1. Introduction
The zero-inflated gamma (ZIG) distribution is suitable for fitting data comprising both non-negative and zero observations: the proportion of zero values is binomially distributed while the positive values follow a gamma distribution with shape and rate parameters. Point and interval estimation and hypothesis testing are the two basic methods used in probability and statistical inference to estimate a model parameter. The CI is the most popular interval estimate method, and numerous researchers have concentrated on the CI for the ZIG distribution. Meanwhile, Kaewprasert et al. [
1] broadened the scope by comparing the difference between the means of two ZIG distributions using fiducial method, Bayesian methods, and highest posterior density (HPD). Wang et al. [
2] created CIs for the mean of a ZIG distributions based on fiducial inference, parametric bootstrap (PB), and the method of variance estimates recovery (MOVER). Khooriphan et al. [
3] proposed Bayesian estimation of rainfall dispersion in Thailand using ZIG distributions. Khooriphan et al. [
4] proposed CIs for the ratio of variance of a ZIG distributions using fiducial quantities, Bayesian credible intervals, and HPD intervals. Muralidharan and Kale [
5] proposed CIs for the mean of a modified gamma distribution with singularity at zero.
Because of this, the mean is the most widely used unit for measuring central tendency. It is possible to estimate the means from several populations by simultaneously comparing the pairwise differences between their CIs for this parameter provided that each population is independently and identically distributed (i.i.d.). If we compare two populations using the difference between their means, this difference is probably going to be small, and thus firm and conclusive inference is difficult. Hence, when investigating multiple populations, simultaneously comparing the ratios of the means is more accurate than the differences between the means. Meanwhile, Ren et al. [
6] provided simultaneous CIs for the difference between the means of several ZIG distributions based on the fiducial approach. Wang et al. [
7] proposed CIs for the difference between the means of two gamma populations. Maneerat et al. [
8] constructed Bayesian CIs for a single mean and the difference between two means of delta-lognormal distributions. Maneerat et al. [
9] created simultaneous CIs for the difference between the means of several delta-lognormal distributions based on a PB, a fiducial generalized CI (GCI), the MOVER, and Bayesian credible intervals.
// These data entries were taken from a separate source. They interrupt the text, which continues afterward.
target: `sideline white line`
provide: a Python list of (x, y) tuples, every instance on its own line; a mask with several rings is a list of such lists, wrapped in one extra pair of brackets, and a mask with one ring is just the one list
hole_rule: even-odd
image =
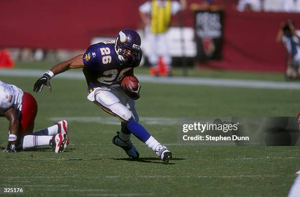
[(122, 194), (87, 194), (87, 196), (93, 197), (143, 197), (153, 196), (152, 193), (122, 193)]
[[(287, 175), (279, 175), (279, 174), (274, 174), (274, 175), (261, 175), (261, 174), (241, 174), (237, 175), (228, 175), (228, 176), (214, 176), (210, 175), (194, 175), (194, 176), (169, 176), (169, 175), (157, 175), (157, 176), (134, 176), (135, 178), (261, 178), (261, 177), (292, 177), (294, 176), (294, 174), (287, 174)], [(131, 179), (132, 176), (28, 176), (28, 177), (22, 177), (22, 176), (12, 176), (12, 177), (3, 177), (2, 178), (87, 178), (87, 179), (118, 179), (118, 178), (125, 178), (125, 179)]]
[[(140, 121), (147, 124), (173, 125), (178, 124), (177, 118), (166, 118), (157, 117), (140, 117)], [(58, 122), (61, 120), (67, 121), (76, 121), (81, 123), (97, 123), (103, 124), (120, 125), (120, 122), (115, 117), (51, 117), (48, 120)]]
[[(141, 158), (143, 159), (143, 158)], [(1, 158), (1, 159), (6, 160), (28, 160), (28, 161), (35, 161), (35, 160), (42, 160), (42, 161), (47, 161), (47, 160), (63, 160), (63, 161), (74, 161), (74, 160), (90, 160), (91, 159), (86, 159), (86, 158)], [(284, 159), (284, 160), (293, 160), (293, 159), (300, 159), (300, 157), (245, 157), (245, 158), (226, 158), (224, 159), (216, 159), (214, 158), (205, 158), (202, 159), (200, 158), (200, 160), (214, 160), (214, 161), (218, 161), (218, 160), (268, 160), (268, 159)], [(101, 160), (105, 160), (110, 159), (107, 159), (106, 158), (101, 158)], [(189, 159), (190, 160), (195, 160), (197, 159)], [(147, 159), (146, 159), (147, 160)], [(108, 177), (109, 178), (109, 177)]]
[[(0, 69), (0, 76), (39, 77), (45, 70), (33, 69)], [(243, 87), (258, 89), (300, 90), (300, 83), (275, 82), (257, 80), (213, 78), (204, 77), (159, 77), (137, 75), (142, 82), (167, 84), (204, 85), (218, 87)], [(55, 76), (55, 78), (83, 79), (80, 72), (69, 71)]]

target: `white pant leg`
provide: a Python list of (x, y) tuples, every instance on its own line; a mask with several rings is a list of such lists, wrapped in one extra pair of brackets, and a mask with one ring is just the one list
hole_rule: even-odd
[(138, 123), (139, 116), (135, 109), (134, 100), (129, 97), (121, 87), (116, 87), (111, 89), (111, 92), (120, 99), (120, 102), (131, 112), (135, 122)]
[[(123, 90), (121, 90), (123, 91)], [(88, 99), (122, 122), (128, 121), (133, 116), (131, 112), (121, 103), (117, 96), (112, 92), (111, 89), (96, 88), (89, 95)]]
[(172, 58), (169, 53), (169, 48), (167, 42), (167, 33), (160, 33), (157, 34), (158, 45), (159, 47), (160, 54), (163, 57), (164, 62), (168, 65), (170, 69), (170, 66), (172, 63)]
[(152, 66), (156, 66), (158, 61), (158, 53), (157, 48), (159, 42), (156, 34), (151, 33), (150, 28), (149, 27), (145, 28), (147, 43), (149, 47), (148, 50), (148, 60)]

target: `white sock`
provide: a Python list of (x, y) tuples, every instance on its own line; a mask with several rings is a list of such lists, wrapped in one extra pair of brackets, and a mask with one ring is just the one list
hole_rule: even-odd
[(32, 134), (34, 135), (54, 135), (58, 133), (58, 125), (57, 124), (53, 125), (45, 128), (45, 129), (41, 130), (40, 131), (36, 131)]
[(58, 133), (58, 125), (53, 125), (47, 128), (48, 129), (48, 135), (54, 135)]
[(40, 146), (49, 145), (52, 137), (51, 136), (25, 135), (22, 139), (23, 141), (22, 148), (25, 149)]
[(149, 139), (146, 141), (145, 143), (153, 151), (155, 151), (155, 148), (158, 145), (159, 145), (160, 143), (159, 143), (154, 138), (152, 137), (152, 136), (150, 136)]
[(121, 139), (121, 140), (125, 141), (127, 141), (130, 139), (130, 134), (126, 134), (123, 133), (122, 131), (120, 131), (120, 133), (119, 134), (119, 137)]

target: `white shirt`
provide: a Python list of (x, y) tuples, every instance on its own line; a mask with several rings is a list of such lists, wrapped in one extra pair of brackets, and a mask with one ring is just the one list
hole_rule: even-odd
[(236, 9), (240, 12), (243, 12), (247, 5), (250, 5), (252, 10), (259, 12), (261, 10), (260, 0), (239, 0), (236, 6)]
[[(293, 36), (293, 39), (295, 42), (300, 43), (300, 41), (297, 36)], [(289, 54), (291, 54), (292, 53), (292, 45), (291, 44), (290, 39), (287, 36), (283, 35), (282, 36), (282, 42), (284, 44)], [(295, 60), (300, 61), (300, 46), (299, 46), (299, 44), (296, 46), (296, 49), (297, 50), (297, 53), (295, 55), (293, 59)]]
[(0, 114), (13, 105), (17, 111), (22, 109), (23, 91), (17, 86), (7, 84), (0, 80)]
[[(163, 6), (166, 3), (166, 1), (161, 1), (159, 0), (156, 0), (156, 3), (157, 5), (161, 6)], [(171, 13), (173, 15), (177, 13), (181, 7), (180, 3), (178, 1), (172, 1), (171, 2)], [(152, 1), (146, 1), (140, 6), (139, 10), (140, 12), (151, 14), (152, 10)]]

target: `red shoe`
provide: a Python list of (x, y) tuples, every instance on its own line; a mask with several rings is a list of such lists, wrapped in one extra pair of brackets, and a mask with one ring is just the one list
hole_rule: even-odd
[(67, 142), (69, 144), (69, 138), (67, 134), (58, 133), (52, 138), (52, 148), (56, 153), (63, 152), (65, 149), (65, 145)]

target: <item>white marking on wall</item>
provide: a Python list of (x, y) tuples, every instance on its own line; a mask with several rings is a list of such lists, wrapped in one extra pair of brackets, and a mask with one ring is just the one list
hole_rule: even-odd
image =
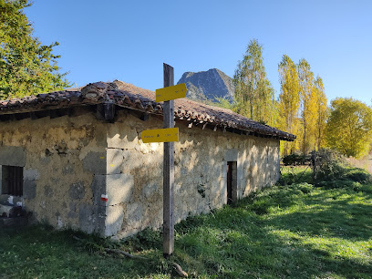
[(13, 196), (9, 196), (9, 198), (8, 198), (8, 202), (9, 202), (10, 204), (14, 204), (14, 203), (13, 203)]

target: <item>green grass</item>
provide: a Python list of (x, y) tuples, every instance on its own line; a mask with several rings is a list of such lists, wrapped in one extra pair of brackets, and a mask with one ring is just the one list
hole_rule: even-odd
[[(372, 185), (315, 187), (303, 170), (283, 171), (296, 181), (291, 185), (178, 224), (170, 261), (198, 278), (371, 278)], [(150, 260), (107, 254), (102, 247)], [(0, 232), (0, 277), (176, 277), (161, 254), (160, 233), (150, 230), (116, 243), (40, 226)]]

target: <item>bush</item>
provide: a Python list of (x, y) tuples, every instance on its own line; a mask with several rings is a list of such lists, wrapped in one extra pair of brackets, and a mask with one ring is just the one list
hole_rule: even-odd
[(283, 157), (284, 166), (305, 165), (310, 162), (311, 157), (305, 154), (293, 153)]
[(346, 170), (345, 159), (332, 150), (321, 149), (313, 151), (311, 160), (315, 183), (340, 180)]

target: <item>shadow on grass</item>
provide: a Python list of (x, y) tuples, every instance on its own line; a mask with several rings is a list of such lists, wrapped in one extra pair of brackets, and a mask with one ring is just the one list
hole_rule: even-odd
[[(332, 246), (336, 242), (347, 246), (368, 241), (372, 233), (366, 224), (372, 217), (371, 206), (354, 204), (355, 199), (346, 197), (347, 191), (331, 194), (317, 191), (320, 192), (304, 199), (301, 209), (285, 212), (301, 202), (287, 204), (280, 190), (277, 194), (270, 191), (258, 194), (258, 200), (271, 196), (271, 204), (261, 202), (268, 205), (264, 212), (273, 212), (278, 208), (283, 214), (254, 213), (251, 209), (260, 201), (244, 200), (236, 208), (217, 212), (213, 218), (195, 217), (178, 225), (179, 250), (202, 264), (201, 273), (205, 270), (208, 275), (225, 278), (365, 277), (372, 273), (367, 259), (363, 262), (337, 255), (336, 248), (322, 244), (330, 243)], [(287, 193), (291, 191), (297, 192), (298, 189), (287, 189)], [(302, 197), (294, 196), (297, 200)], [(344, 199), (336, 201), (340, 197)], [(370, 195), (364, 198), (371, 200)], [(198, 225), (192, 226), (195, 223)]]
Malekzadeh and Kharrati-Kopaei [
10] constructed simultaneous CIs for the pairwise quantile differences of several heterogeneous two-parameter exponential distributions. Jana and Gautam [
11] proposed CIs of difference and ratio of means for zero-adjusted inverse Gaussian distributions using MOVER and Bayesian approaches. Long et al. [
12] suggested population mean ratio estimators that used either the first or third quartiles of the auxiliary variable. Indeed, Maneerat and Niwitpong [
13] created CIs for the ratio of the means of two delta-lognormal distributions using Bayesian credible intervals, fiducial GCI, and MOVER. Zhang et al. [
14] created simultaneous CIs for the ratios of the means of several zero-inflated log-normal distributions using fiducial method and the MOVER. Therefore, datasets of daily rainfall from the six regions in September 2021 were selected. These data comprise positive values that conform to a gamma distribution rather than a lognormal distribution. However, creating simultaneous CIs for the ratios of the means of several ZIG distributions has not yet been reported. Moreover, the applicability of using simultaneous CIs for the ratios of the means of rainfall datasets from several regions that fit ZIG distributions is also an interesting research topic.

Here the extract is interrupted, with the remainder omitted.